Political and social commentator Keith Boykin wrote a very interesting commentary for BET.com that I felt the need to share.  Boykin, in this article, does a wonderful job of trying to explain the disconnect between whites and blacks when it comes to the issue of racism.

Please read the article and tell me what you think.

Here is what he wrote:

So what explains the disconnect?

Years ago, I heard a law professor explain what I call the "magnet analogy." Remember those big red and silver horseshoe magnets from high school? Now imagine you had to walk around the world with a huge horseshoe magnet on your neck. Aside from the heavy burden of carrying the extra weight, you'd quickly see the world a lot differently from those without the magnet.

The first thing you'd notice – there's a lot of metal in the world. Keys, coins, cell phones, even appliances would suddenly get a lot more of your attention. Why? Because the magnet attracts them. But those without the magnet would continue to remain oblivious to the metal assault on your body.

That's the experience for African-Americans every day. We're surrounding and inundated by the metal of racism while those who do not carry the magnet of Blackness remain oblivious to our experience. To them, racism is a thing of the past.

The problem is we need to recognize how new and subtle forms of race bias have replaced the old overt acts of racial discrimination. Maya Wiley of the Center for Social Inclusion explains how brain science has identified subconscious racial bias taking place in "nanoseconds" at subliminal levels. "There's something that police officers and college students and George Zimmerman all have in common," she told MSNBC's Melissa Harris Perry recently. "And that is that they're more likely to shoot a black man with a wallet than they are to shoot a white man with a gun." They call it "shooter bias."

Unfortunately, our laws and our public discourse haven't kept up with the changes in racism. Many whites are still stuck in the 1960s image of overt bigotry, of Klansmen burning crosses and segregationist governors blocking schoolhouse doors. They may know a parent or a grandparent who still uses the N-word, but as long as they refrain from using it themselves then they can't possibly be racist, they think.

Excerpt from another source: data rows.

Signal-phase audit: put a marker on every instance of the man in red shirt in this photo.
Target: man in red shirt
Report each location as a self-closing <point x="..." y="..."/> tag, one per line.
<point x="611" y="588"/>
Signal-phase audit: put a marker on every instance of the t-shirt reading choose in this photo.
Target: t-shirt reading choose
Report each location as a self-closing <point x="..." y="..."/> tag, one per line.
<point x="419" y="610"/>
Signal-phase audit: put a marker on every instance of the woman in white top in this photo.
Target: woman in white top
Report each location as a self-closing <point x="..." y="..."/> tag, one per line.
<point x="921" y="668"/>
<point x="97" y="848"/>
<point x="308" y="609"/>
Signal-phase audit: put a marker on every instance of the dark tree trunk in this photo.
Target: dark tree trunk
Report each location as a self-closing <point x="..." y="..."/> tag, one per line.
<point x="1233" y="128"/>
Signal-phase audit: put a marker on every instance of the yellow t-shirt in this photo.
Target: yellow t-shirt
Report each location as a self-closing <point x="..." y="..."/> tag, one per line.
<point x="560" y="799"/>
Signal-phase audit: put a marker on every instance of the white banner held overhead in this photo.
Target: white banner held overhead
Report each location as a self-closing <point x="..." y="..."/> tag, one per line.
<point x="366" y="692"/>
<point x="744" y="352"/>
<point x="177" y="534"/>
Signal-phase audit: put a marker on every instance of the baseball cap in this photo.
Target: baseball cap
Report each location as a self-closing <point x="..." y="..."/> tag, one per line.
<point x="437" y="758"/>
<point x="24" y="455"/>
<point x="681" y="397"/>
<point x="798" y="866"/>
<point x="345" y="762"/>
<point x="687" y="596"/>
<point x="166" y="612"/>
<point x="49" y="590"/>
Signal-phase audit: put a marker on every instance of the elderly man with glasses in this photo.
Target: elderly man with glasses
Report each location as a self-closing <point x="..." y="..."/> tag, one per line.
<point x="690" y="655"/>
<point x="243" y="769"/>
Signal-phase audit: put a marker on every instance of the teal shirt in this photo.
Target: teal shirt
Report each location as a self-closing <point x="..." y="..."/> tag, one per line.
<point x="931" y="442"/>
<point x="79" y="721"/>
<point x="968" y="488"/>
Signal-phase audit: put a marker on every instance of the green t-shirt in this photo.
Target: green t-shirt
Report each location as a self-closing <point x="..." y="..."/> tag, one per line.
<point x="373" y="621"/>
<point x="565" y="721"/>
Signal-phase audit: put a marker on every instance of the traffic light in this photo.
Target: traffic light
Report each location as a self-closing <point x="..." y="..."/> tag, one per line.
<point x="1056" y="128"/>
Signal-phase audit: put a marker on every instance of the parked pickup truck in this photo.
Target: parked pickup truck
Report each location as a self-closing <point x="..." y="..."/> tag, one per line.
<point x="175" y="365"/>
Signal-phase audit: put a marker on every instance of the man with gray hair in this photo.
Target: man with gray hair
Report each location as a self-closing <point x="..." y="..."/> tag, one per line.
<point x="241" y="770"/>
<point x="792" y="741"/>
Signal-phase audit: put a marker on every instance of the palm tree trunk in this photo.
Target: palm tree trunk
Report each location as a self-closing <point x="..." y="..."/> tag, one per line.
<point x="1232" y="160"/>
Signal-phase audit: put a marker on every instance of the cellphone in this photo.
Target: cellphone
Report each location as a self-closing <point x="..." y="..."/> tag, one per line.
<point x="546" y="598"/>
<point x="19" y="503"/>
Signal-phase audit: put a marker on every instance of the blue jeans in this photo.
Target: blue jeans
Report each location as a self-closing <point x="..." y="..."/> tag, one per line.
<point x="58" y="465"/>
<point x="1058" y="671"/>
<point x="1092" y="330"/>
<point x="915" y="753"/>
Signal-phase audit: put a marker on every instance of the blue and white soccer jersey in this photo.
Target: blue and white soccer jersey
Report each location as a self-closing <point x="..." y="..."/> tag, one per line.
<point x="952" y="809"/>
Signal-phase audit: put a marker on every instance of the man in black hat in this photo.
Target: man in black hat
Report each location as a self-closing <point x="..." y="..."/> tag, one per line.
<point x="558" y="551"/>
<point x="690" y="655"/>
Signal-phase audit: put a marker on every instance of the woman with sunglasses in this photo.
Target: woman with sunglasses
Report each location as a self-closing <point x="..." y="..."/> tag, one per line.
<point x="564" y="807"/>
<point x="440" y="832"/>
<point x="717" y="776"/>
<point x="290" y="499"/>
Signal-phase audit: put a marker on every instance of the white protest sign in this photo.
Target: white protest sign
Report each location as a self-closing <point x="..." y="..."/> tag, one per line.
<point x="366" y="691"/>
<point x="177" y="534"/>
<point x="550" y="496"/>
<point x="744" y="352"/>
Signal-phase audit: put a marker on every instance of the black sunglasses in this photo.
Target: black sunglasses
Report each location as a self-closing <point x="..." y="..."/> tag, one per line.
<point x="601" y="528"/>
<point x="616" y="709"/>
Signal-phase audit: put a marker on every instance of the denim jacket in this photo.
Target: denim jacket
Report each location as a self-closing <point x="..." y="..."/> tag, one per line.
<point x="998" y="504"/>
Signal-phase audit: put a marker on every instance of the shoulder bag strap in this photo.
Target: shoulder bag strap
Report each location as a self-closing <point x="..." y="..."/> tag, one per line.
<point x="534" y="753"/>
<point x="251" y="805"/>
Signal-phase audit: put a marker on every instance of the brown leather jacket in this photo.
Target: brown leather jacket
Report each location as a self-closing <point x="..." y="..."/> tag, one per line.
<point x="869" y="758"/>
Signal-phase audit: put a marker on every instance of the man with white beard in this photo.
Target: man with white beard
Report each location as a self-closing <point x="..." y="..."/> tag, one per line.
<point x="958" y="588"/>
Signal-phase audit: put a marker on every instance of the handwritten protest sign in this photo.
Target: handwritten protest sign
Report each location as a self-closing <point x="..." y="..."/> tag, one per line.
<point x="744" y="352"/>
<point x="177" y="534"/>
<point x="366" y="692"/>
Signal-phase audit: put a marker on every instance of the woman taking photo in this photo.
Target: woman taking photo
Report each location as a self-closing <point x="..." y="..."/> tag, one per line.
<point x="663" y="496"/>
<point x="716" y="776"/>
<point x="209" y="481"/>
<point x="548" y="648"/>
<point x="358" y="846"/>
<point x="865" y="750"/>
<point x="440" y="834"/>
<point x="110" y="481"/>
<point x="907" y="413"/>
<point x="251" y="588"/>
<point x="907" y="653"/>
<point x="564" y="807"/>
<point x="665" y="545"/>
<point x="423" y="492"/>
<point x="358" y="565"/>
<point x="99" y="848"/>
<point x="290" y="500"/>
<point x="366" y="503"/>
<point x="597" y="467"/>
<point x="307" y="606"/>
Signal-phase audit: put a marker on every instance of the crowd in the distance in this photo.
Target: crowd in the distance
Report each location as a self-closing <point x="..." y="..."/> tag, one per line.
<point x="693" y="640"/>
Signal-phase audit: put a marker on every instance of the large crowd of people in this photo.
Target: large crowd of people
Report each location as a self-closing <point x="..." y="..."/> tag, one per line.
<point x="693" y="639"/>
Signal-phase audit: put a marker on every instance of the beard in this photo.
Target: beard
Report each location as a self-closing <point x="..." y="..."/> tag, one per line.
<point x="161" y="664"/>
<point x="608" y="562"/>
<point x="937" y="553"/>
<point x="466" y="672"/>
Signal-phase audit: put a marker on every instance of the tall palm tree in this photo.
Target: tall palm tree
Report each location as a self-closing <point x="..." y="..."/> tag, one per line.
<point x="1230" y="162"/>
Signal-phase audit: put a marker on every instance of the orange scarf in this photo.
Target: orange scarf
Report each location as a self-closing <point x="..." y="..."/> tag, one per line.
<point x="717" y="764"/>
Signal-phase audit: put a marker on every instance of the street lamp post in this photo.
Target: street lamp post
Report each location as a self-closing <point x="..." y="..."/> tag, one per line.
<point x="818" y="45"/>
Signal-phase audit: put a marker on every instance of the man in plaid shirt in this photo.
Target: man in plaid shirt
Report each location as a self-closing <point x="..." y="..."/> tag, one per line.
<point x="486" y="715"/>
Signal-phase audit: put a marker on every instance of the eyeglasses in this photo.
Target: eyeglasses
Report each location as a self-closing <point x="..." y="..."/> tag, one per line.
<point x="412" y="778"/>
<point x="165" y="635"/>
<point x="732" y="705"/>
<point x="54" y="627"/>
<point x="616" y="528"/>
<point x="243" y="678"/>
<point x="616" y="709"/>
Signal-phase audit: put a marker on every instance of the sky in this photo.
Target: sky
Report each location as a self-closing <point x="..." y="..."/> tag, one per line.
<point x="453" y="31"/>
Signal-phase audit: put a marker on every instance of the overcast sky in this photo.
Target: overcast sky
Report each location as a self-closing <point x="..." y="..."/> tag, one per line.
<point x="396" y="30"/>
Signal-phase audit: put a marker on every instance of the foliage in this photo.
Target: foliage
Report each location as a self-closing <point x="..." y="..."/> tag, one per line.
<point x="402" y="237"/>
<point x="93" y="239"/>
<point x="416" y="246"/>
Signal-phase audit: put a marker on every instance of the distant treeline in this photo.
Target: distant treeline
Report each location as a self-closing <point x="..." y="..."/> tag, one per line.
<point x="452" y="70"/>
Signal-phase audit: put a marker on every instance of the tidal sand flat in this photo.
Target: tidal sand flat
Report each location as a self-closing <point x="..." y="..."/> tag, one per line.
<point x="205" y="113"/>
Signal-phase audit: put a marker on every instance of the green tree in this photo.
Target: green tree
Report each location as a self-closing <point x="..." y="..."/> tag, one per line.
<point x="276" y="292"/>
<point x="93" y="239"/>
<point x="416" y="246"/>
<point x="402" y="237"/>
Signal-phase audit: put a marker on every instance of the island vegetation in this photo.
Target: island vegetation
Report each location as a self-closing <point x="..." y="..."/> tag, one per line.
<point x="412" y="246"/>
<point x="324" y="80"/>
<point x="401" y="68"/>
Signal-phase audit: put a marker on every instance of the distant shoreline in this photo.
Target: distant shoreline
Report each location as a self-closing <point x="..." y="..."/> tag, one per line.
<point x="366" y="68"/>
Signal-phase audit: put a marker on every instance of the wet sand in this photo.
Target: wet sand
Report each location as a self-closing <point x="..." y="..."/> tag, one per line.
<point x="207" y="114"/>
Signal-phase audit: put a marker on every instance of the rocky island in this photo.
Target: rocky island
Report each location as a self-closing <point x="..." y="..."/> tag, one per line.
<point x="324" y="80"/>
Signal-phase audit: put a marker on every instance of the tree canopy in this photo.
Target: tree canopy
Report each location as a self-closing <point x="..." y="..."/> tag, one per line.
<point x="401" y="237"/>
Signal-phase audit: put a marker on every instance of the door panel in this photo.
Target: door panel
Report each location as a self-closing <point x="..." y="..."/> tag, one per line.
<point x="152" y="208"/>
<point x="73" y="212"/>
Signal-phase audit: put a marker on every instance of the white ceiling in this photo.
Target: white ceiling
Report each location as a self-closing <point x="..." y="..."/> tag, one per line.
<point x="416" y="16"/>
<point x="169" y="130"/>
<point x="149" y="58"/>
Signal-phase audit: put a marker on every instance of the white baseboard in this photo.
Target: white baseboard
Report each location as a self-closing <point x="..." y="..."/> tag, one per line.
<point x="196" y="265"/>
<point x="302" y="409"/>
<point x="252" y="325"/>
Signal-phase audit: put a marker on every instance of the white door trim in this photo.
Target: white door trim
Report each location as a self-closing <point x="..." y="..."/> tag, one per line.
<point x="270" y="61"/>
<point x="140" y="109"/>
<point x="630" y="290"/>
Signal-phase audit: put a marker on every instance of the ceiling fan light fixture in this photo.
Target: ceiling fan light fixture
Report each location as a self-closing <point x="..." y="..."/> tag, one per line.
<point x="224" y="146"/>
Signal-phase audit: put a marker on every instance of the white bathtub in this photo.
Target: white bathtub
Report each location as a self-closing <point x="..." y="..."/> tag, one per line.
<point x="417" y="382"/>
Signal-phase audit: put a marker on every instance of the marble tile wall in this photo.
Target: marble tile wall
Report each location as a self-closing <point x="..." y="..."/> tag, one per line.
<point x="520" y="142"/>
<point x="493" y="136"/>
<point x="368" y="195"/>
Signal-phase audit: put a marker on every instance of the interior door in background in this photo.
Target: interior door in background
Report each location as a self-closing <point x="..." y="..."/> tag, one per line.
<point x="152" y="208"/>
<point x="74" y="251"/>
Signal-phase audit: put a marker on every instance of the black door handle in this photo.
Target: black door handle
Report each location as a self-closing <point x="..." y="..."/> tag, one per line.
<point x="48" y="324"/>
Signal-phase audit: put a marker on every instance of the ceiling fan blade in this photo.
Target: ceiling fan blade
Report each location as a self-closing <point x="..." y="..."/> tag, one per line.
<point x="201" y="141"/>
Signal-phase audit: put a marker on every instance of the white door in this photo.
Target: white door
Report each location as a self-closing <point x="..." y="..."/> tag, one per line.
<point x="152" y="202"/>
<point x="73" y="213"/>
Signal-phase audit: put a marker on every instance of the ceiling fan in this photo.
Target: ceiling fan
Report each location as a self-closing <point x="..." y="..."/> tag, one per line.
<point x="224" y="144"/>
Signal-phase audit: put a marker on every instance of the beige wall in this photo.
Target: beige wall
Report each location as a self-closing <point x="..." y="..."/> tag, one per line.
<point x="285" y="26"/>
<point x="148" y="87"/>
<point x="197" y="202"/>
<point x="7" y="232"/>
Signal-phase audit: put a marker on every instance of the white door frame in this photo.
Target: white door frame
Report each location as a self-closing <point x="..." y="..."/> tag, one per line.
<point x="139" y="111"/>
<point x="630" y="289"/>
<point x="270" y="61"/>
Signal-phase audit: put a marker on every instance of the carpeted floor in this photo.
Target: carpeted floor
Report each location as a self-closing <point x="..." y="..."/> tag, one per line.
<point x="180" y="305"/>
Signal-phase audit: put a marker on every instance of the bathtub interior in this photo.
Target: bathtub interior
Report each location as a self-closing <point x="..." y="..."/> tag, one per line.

But Paula Deen aside, modern racism isn't really about the N-word. New code words like Detroit, Chicago, "Stand Your Ground," voter ID, food stamps and welfare now carry the same impact with dog whistle messages too subtle to be reported by many in the media. This seemingly race-neutral language allows the majority to engage in public discourse under the mantle of innocence and thus dismiss the vestiges and effects of hundreds of years of legally sanctioned white supremacy. The only racists in this vision are the people who complain about racism.

Click here to read the entire article

1 comment:

  1. His last two paragraphs said it all. At the same time, I contend that if anybody listens for just a few minutes, our plight is not that difficult to understand. It may be hard to take because it challenges an established belief system, but by no means is it hard to understand. I hold to the notion that to acknowledge it ultimately requires accountability and responsibility and many whites don't want to go there. So they'd rather deny and deflect.